On July 31, 1941, in reprisal for the escape of a prisoner, ten men were chosen to die. Father Kolbe offered himself in place of a young husband and father. He was the last to die, enduring two weeks of starvation, thirst, and neglect. He was canonized by Pope John Paul II in 1982. His feast day is August 14th.

Saint Padre Pio

SAINT PIO OF PIETRELCINA

Francesco, named in honour of St. Francis of Assisi, was born to Giuseppa and Grazio Forgione, peasant farmers, in the small Italian village of Pietrelcina on May 25, 1887. From his childhood, it was evident that he was a special child of God. Francesco was very devout even as a child, and at an early age felt drawn to the priesthood. He became a Capuchin novice at the age of sixteen and received the habit in 1902. Francesco was ordained to the priesthood in 1910 after seven years of study and became known as Padre Pio.

 

On September 20, 1918, Padre Pio was kneeling in front of a large crucifix when he received the visible marks of the crucifixion, making him the first stigmatised priest in the history of Church.

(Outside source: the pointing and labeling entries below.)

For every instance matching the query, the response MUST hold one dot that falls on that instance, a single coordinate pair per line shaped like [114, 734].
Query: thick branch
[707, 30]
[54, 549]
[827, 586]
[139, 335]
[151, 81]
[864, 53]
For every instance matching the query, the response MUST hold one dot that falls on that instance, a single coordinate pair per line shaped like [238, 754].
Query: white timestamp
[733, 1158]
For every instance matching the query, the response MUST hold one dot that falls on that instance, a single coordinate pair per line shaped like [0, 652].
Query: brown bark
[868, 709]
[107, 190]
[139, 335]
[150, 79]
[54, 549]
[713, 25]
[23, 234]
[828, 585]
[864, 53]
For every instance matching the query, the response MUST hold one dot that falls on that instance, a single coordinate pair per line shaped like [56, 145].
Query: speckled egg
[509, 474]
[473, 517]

The doctor who examined Padre Pio could not find any natural cause for the wounds. Upon his death in 1968, the wounds were no longer visible. In fact, there was no scarring and the skin was completely renewed. He had predicted 50 years prior that upon his death the wounds would heal. The wounds of the stigmata were not the only mystical phenomenon experienced by Padre Pio.

 

The blood from the stigmata had an odour described by many as similar to that of perfume or flowers, and the gift of bilocation was attributed to him. Padre Pio had the ability to read the hearts of the penitents who flocked to him for confession which he heard for ten or twelve hours a day. Padre Pio used the confessional to bring both sinners and devout souls closer to God; he would know just the right word of counsel or encouragement that was needed. Even before his death, people spoke to Padre Pio about his possible canonisation. He died on September 23, 1968 at the age of eighty-one. His funeral was attended by about 100,000 people.

 

On June 16, 2002, over 500,000 Padre Pio devotees gathered in Rome to witness Pope John Paul II proclaim Padre Pio, Saint Pio of Pietrelcina. The Padre Pio Foundation and many benefactors traveled to Rome, San Giovanni Rotondo, Pietrelcina, Piana Romana and many other holy places to celebrate Padre Pio's canonisation.